Sligo Rovers staged a heart-stopping late ambush to claim their fifth FAI Cup final – and break ten-man Drogheda United hearts after the Louth men had led this Lansdowne Road thriller for well over an hour.
This was the greatest decider ever.
Englishman Anthony Elding scored the winner goal four minutes into injury-time, just two minutes after Drogheda thought they had rescued a last-gasp shot at an extra 30 minutes.
Sligo had to win the most dramatic FAI Cup final in history twice – with just four minutes left, Danny North had put his side 2-1 up after a moment of genius from Cameroon World Cup veteran Joseph Ndo.
Drogheda were reduced to ten men after captain Derek Prendergast complained too furiously that referee Paul Tuite had not blown his whistle before Ndo’s free.
But Ryan Brennan’s drive, two minutes into an allocated eight minutes of injury-time, seemed to offer his side a lifeline after Sligo also went down to ten men when Gavin Peers was forced off injured.
However, substitute Danny North, who had levelled matters for Sligo in the 78th minute, turned provider and he set up Elding for a thunderous finish to stop the hearts of the 17,573 attendance.
Upon a pudding of a pitch; hardly a suitable setting for Irish football’s blue riband, Drogheda were quicker into their stride, their hassling and harrying game smothered sluggish Sligo’s silkier approach.
Their star playmakers, Kieran Dijali, Raff Cretaro and 37-year-old Cameroon World Cup veteran Ndo, were snuffed out of the action by a tight-marking Drogheda outfit.
It wasn’t just a clash of styles though; Drogheda’s classy 13th minute opening goal was brilliant in its construction, stemming from a Sligo corner from which, three passes later, Paul O’Connor’s arrowed finish was nestling in Gary Rogers’ net.
O’Connor started and finished the move; Ryan Brennan, one of two brothers in the side, burst through the middle and a sweet nutmeg allowed him room to find right-sided midfielder David Cassidy rampaging down the left.
A perfectly timed over-lapping run from full-back Shane Grimes allowed him the space to reach the by-line and cut back a low cross which allowed O’Connor to finish what he started.

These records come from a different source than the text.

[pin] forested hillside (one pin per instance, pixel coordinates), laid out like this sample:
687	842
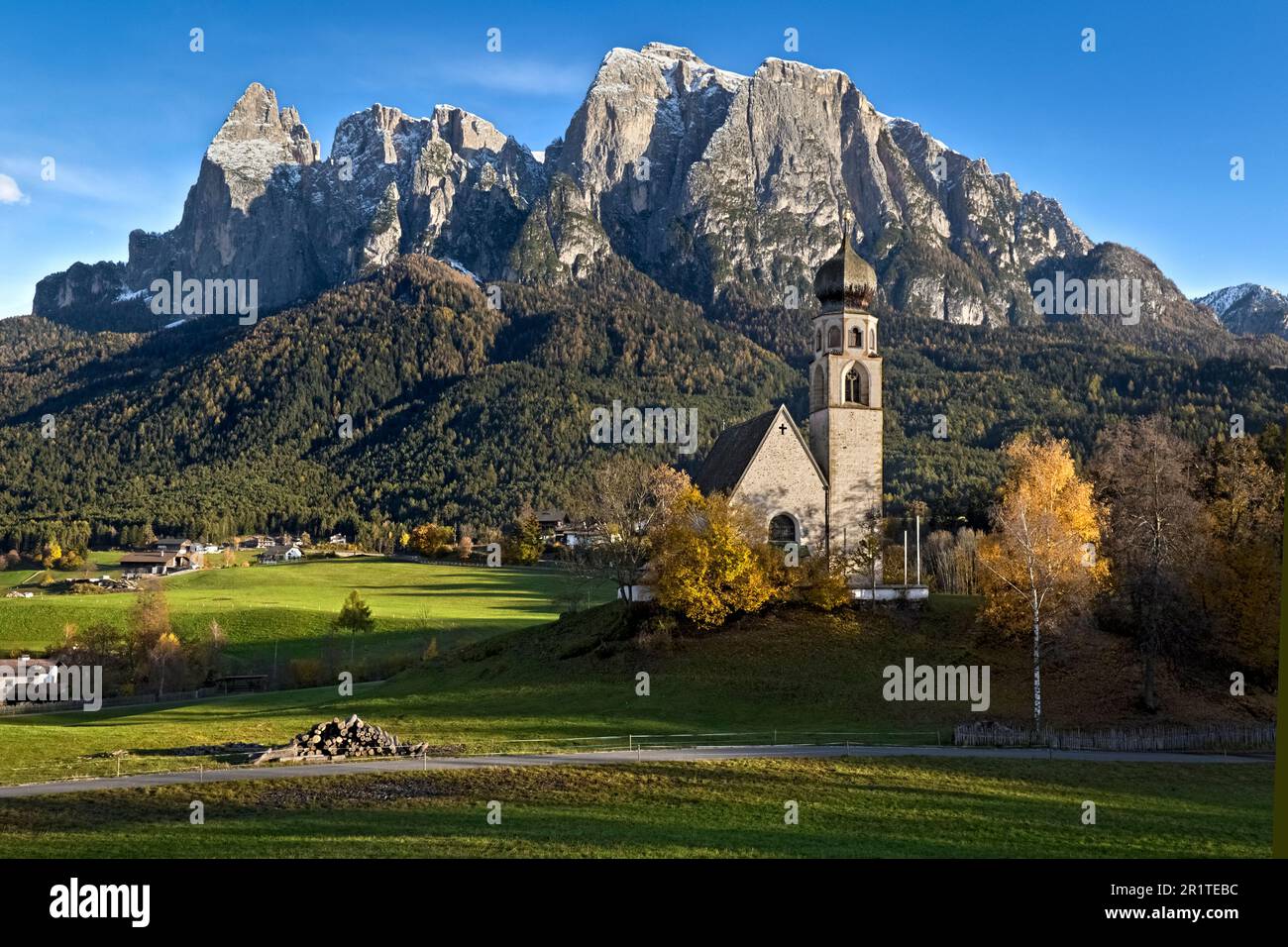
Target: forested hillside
462	412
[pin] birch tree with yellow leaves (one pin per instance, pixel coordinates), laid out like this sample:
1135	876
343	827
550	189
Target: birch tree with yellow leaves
1041	557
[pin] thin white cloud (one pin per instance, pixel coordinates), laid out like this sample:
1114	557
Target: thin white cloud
11	192
518	76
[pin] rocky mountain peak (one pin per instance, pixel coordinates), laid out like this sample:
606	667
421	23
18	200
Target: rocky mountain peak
726	188
1248	308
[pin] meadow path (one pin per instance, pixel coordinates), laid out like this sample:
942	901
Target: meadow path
596	758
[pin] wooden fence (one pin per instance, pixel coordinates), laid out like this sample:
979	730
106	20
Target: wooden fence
1207	738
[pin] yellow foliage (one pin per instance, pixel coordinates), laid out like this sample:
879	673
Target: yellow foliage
1043	545
707	565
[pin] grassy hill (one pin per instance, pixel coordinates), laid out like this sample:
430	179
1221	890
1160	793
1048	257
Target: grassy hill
292	605
789	676
848	808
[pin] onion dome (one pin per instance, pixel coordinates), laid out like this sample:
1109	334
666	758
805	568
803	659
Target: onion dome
846	278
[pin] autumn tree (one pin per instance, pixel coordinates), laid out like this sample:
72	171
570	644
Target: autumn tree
1039	560
627	500
355	617
523	544
163	655
1237	586
430	540
1145	480
707	562
149	620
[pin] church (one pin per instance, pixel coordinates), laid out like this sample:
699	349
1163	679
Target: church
816	487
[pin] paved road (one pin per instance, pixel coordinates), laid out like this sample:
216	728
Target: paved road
596	758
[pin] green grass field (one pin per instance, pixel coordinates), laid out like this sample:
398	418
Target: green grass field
874	808
791	676
291	605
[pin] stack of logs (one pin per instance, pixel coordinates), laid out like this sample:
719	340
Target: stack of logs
334	740
349	738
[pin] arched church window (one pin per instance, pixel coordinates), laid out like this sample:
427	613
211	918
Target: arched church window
816	390
782	528
855	385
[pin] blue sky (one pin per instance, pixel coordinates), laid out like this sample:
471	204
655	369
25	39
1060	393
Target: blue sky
1134	140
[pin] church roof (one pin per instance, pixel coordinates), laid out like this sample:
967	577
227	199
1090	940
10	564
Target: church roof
732	453
737	446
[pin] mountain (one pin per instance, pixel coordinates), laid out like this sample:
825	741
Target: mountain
462	414
266	208
1249	309
726	189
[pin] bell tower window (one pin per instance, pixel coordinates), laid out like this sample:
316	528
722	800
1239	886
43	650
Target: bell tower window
782	530
855	385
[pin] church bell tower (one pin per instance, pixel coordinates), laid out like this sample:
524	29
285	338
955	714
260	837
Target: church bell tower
845	416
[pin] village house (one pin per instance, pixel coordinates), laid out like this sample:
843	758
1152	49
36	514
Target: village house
155	564
275	554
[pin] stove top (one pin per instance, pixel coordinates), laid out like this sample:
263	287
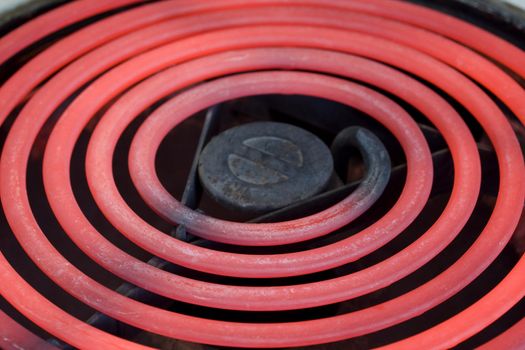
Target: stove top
321	174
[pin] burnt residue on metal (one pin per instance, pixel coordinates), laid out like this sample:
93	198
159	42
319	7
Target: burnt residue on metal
263	166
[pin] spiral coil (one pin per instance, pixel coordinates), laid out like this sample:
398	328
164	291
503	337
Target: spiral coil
115	68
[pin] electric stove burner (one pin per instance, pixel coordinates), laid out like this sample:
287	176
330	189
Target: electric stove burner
109	241
264	166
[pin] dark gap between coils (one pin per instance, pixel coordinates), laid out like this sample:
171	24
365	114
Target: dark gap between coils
21	58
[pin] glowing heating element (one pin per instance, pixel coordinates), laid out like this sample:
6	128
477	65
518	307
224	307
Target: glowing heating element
236	48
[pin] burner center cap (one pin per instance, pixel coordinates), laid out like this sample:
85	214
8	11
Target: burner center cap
264	166
266	160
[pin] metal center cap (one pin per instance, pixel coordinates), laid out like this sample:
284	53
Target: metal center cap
264	166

Drogheda could have won the game but were denied by a controversial decision from referee Paul Tuite.
Indeed, they bemoaned a disallowed goal of their own and seemed to have more just cause, as Ryan Brennan was harshly adjudged to have pushed Alan Keane when looping a fine header beyond Rogers in the 63rd minute.
The tempo was relentless from end to end, Drogheda desperately trying to land a knock-out blow as Sligo brought North on alongside Elding as the pressure intensified on the leaders’ defence.
They couldn’t hold out. The dam burst with 12 minutes left.
From Sligo’s eighth corner, Elding’s flick-on rebounded off Alan Byrne into the path of the unmarked North at the far post; his first touch of the game, a swivelling, left-footed volley, smashed into the roof of the net.
Drogheda hearts sunk. Briefly, they would be lifted. In a few minutes they would be broken.
Sligo Rovers: Rogers, Keane, Peers, Henderson (McMillan 65), Davoren, Ventre, Ndo, Cretaro, Greene (Gaynor 84), Elding.